# Chicago, Illinois OIS



## RodneyFarva (Jan 18, 2007)

Ok, a few things...
1, They should have cleared the use of force with LeBron.
2, Cuff him up! post shoot.
3, Search him!
4, Search him again, yes we can he is bleeding from femoral like a garden house, but now is not the time to play "Angry Birds" or check Facebook. once you are SURE he has no other weapons then you can remove the cuffs if you feel its safe to do so.
5, Stop Playing to your body cam "No I'm rendering aid!" Yeah we know hence the TQ, quick clot and request for a bus.

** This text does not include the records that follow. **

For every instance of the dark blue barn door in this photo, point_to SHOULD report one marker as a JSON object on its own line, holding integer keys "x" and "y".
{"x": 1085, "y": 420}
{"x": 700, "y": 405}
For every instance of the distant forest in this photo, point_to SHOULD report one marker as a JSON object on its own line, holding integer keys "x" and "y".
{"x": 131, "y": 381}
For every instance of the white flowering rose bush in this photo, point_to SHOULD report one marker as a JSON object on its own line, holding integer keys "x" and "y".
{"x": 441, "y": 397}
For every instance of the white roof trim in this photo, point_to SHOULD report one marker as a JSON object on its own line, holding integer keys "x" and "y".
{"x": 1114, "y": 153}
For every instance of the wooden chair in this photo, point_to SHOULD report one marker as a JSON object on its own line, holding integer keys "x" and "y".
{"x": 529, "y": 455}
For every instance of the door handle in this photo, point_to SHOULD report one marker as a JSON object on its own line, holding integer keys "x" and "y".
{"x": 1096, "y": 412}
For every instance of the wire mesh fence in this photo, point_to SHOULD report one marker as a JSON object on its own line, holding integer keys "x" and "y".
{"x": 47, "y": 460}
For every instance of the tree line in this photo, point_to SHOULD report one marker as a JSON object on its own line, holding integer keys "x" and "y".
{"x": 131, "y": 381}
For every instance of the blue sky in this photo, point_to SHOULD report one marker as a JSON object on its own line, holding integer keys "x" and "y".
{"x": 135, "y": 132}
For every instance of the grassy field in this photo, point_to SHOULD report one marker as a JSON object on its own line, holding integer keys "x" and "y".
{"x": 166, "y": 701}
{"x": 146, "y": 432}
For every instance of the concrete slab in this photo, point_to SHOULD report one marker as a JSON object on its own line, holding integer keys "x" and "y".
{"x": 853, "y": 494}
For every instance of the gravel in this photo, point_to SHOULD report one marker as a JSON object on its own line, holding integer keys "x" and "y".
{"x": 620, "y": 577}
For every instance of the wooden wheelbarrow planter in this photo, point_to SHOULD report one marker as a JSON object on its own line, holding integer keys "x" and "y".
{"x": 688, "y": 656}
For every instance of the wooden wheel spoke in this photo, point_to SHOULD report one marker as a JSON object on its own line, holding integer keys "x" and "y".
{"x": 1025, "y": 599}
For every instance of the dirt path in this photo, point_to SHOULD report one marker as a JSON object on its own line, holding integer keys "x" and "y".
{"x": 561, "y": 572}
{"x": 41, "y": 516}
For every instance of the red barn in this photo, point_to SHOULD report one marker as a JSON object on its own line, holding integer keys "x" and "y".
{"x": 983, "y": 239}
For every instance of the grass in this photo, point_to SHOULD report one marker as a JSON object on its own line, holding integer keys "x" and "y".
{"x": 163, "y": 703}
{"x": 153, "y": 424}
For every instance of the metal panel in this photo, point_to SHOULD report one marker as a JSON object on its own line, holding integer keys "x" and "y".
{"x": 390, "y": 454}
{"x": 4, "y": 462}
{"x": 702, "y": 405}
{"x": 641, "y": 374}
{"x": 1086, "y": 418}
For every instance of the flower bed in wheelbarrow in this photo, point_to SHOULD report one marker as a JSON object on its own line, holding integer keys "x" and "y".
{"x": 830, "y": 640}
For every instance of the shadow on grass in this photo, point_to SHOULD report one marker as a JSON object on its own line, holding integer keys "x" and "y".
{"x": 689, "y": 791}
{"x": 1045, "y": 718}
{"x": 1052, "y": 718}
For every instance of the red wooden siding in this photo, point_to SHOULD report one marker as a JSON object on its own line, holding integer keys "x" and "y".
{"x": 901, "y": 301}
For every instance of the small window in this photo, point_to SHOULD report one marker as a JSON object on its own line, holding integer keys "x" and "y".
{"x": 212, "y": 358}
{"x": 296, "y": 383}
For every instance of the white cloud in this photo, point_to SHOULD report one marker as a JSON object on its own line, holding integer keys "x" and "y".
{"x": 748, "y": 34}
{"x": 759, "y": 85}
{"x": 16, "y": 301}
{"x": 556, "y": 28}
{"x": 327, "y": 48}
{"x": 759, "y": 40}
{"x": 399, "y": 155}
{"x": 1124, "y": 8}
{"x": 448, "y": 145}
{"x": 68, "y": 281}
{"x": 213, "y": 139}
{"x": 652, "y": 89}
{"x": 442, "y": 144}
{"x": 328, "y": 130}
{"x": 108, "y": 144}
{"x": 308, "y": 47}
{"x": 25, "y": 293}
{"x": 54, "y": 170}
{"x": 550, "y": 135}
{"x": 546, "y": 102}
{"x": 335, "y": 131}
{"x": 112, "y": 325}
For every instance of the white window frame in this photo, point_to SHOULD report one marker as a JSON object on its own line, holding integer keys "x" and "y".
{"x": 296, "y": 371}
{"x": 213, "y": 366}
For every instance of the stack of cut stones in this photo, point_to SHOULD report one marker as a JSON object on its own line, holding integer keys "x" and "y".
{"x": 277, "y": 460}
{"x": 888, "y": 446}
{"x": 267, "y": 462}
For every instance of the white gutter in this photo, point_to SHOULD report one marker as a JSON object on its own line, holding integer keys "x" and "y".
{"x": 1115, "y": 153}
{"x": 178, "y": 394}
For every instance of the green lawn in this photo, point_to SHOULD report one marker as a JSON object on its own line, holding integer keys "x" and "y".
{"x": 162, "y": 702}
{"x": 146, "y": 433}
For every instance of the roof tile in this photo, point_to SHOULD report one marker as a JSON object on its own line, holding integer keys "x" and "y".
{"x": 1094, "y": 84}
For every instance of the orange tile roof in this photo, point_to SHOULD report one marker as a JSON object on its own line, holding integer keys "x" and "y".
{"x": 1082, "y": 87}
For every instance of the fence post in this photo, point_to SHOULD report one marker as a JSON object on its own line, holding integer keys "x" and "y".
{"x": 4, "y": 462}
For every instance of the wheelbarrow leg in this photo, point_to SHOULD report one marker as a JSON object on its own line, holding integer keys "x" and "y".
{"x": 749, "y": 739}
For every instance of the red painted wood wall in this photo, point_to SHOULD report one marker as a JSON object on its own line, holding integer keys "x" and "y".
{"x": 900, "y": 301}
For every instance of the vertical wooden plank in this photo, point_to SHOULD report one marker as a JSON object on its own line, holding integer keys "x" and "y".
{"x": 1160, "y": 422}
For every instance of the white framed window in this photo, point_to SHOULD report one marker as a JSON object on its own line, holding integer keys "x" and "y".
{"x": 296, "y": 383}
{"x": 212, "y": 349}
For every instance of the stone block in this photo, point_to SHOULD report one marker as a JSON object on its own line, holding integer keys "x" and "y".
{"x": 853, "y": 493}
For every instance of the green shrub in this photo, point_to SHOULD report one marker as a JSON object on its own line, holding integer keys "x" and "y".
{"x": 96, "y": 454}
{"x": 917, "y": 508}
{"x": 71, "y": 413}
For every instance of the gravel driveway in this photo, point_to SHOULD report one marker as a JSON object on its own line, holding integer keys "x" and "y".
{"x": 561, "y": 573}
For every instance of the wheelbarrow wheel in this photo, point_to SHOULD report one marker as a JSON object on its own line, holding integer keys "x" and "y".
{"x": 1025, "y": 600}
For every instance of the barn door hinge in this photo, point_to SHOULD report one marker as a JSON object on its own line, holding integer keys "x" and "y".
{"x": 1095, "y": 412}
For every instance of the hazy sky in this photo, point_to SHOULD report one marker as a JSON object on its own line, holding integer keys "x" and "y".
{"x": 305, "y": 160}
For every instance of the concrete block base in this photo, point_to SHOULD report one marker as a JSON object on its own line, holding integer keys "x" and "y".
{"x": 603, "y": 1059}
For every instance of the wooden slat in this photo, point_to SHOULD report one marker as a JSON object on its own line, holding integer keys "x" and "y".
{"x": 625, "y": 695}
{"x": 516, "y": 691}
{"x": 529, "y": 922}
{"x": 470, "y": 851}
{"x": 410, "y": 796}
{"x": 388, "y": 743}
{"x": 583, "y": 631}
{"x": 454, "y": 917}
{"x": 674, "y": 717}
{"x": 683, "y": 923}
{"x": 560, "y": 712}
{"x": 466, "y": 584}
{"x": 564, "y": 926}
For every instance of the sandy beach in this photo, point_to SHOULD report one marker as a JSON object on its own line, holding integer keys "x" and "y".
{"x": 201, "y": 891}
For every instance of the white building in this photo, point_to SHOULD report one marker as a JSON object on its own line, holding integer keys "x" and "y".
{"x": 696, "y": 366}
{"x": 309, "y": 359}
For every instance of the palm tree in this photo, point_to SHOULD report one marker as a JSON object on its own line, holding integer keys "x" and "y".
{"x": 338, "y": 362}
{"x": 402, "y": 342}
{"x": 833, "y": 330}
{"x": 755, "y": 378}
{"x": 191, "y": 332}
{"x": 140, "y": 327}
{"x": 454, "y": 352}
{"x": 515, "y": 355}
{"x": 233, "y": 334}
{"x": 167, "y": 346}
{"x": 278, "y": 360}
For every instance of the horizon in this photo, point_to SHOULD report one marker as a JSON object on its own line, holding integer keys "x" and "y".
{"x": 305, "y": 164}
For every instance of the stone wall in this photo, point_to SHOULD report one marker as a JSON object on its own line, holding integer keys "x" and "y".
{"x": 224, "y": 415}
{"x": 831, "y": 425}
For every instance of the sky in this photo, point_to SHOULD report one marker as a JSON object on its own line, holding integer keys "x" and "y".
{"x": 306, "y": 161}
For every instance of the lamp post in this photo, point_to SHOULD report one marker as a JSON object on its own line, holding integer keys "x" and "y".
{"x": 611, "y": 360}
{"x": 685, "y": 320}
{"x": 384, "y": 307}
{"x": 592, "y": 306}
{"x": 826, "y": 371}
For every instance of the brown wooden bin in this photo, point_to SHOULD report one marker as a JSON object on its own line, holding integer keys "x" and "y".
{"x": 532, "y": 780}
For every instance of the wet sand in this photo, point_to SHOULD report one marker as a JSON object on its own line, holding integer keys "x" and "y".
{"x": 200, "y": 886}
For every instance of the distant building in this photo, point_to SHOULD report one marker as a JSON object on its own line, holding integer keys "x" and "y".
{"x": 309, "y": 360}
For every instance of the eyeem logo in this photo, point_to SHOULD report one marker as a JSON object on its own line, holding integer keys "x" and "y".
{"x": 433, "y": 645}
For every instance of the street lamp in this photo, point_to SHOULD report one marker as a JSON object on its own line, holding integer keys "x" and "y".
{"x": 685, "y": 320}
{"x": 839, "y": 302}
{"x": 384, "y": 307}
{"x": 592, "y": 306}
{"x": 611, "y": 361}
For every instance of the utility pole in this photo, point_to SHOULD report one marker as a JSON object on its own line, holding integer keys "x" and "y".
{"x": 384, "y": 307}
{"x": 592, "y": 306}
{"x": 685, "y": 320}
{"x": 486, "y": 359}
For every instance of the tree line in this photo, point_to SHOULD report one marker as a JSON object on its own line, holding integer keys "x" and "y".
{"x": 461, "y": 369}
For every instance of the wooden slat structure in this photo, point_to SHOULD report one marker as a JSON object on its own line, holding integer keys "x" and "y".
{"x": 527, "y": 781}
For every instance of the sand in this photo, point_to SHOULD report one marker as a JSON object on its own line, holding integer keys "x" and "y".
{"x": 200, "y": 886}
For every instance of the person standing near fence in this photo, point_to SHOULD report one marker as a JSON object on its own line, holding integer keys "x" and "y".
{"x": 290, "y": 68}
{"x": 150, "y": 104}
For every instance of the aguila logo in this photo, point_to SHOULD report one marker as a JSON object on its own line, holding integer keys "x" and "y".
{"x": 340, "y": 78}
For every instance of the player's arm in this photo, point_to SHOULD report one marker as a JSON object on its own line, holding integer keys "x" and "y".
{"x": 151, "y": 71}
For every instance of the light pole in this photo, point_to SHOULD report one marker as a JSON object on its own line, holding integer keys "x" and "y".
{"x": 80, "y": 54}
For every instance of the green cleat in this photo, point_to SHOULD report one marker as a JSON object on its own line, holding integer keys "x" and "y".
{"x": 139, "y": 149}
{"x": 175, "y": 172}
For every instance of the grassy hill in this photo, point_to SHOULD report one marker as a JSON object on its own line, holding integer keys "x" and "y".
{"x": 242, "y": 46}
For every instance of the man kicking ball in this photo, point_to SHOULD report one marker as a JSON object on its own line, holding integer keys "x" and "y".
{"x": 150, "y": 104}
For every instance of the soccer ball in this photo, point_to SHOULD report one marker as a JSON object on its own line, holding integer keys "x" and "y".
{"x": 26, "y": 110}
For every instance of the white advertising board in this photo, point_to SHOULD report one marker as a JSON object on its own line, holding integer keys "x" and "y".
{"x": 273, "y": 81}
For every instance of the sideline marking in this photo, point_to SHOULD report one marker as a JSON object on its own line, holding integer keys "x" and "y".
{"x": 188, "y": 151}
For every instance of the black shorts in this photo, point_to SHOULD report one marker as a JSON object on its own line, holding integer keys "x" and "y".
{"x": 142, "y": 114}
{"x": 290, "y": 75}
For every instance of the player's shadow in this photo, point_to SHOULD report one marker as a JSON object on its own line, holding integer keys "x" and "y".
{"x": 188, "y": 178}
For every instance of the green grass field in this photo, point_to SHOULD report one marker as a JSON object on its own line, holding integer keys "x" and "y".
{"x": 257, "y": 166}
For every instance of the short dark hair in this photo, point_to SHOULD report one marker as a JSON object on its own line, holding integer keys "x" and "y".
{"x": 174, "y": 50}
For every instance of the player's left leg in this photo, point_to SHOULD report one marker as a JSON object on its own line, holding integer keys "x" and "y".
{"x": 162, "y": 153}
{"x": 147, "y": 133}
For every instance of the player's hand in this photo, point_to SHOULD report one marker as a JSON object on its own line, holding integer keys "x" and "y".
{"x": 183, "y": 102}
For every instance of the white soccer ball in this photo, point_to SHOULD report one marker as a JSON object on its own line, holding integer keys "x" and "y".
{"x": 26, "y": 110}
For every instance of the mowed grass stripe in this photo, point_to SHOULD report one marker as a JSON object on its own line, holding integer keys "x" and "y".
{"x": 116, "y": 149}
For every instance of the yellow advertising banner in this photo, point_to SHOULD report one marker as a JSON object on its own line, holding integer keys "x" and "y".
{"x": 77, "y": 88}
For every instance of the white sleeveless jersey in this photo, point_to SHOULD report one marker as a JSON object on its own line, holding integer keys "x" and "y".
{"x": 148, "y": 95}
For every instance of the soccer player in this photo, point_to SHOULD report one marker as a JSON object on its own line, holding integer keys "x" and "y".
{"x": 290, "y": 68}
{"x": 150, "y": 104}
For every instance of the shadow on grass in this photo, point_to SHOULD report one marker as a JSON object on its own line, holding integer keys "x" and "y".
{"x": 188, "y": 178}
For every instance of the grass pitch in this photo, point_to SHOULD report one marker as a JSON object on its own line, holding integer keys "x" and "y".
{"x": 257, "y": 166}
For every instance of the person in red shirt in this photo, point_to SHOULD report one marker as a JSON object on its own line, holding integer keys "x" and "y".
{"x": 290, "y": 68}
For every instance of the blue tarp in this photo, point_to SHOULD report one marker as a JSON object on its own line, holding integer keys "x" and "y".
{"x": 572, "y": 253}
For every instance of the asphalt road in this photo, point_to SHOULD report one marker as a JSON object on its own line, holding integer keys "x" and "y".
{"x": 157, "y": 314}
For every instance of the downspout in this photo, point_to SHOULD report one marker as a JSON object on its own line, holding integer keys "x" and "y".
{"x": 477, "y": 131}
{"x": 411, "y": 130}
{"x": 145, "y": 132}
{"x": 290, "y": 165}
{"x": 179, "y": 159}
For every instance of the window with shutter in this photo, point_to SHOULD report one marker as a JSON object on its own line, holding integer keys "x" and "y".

Chicago, Illinois — The Civilian Office of Police Accountability (COPA) released video and other materials of the fatal officer-involved shooting that took place on March 31, 2021, near 5200 W. Eddy Street. Based upon information obtained in the early stages of the investigation, COPA has recommended the Chicago Police Officer who discharged his weapon, fatally injuring 22-year-old Anthony Alvarez, be relieved of police powers during the pendency of the investigation. Chicago Police Department (CPD) tactical officers attempted to stop and speak with Antony Alvarez - an individual familiar to the officers. Alvarez fled as officers approached, leading to a foot pursuit by the officers. During the brief foot pursuit, officers made verbal commands to Alvarez to drop the weapon. A Chicago Police Officer fired his weapon multiple times, fatally injuring Alvarez.


----------